同社グループは、LIB用湿式セパレータ「ハイポア」としてポリオレフィン微多孔膜(基材膜)と基材膜の上にセラミック等を塗工した膜(塗工膜)の 2 種類の製品を供給している。「中期経営計画2024~Be A Trailblazer~」においてLIB用セパレータ事業を含む「蓄エネルギー」をグループの次なる成長を牽引する事業である1つに位置付けており、電気自動車等の車載用途を中心に急速に成長するLIB用セパレータ市場の旺盛な需要に対応すべく積極的な製造能力拡大を行っている。
なお、設備増強の地域は米国(ノースカロライナ州シャーロット)、日本(宮崎県日向市)、韓国(平澤ピョンテク市)で、塗工能力は約7 億㎡/年。稼働時期は2026年度上期より順次商業運転開始する。
塗工膜の生産体制の拡充に向けた設備投資を実施することで、同社グループの塗工能力は約12 億㎡/年となり、電気自動車約170万台に相当する供給能力を備えることになる。
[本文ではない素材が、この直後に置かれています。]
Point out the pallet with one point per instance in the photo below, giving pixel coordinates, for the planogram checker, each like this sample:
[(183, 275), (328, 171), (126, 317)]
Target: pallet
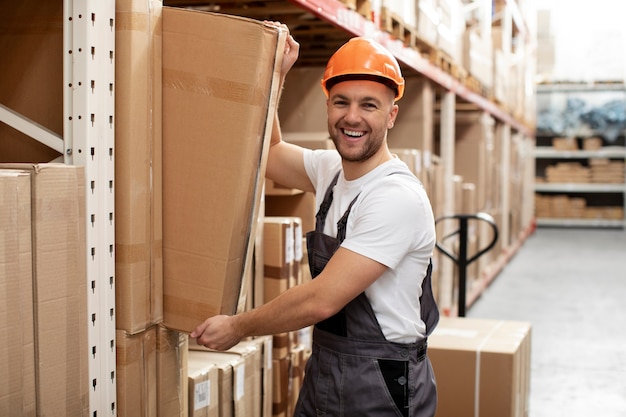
[(393, 24)]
これにより高機能かつ長寿命な車載用途向けの湿式セパレータを供給し、北米、日本、韓国など各市場におけるLIBサプライチェーンの構築に寄与することが可能になる。
今後さらに車載用途向けLIB用セパレータの需要拡大が見込まれる北米市場ならびに日本市場に向けた供給体制を一層強固なものとするため、引き続き「ハイポア」の新たな製造拠点設立等を含む積極的な投資を検討していく。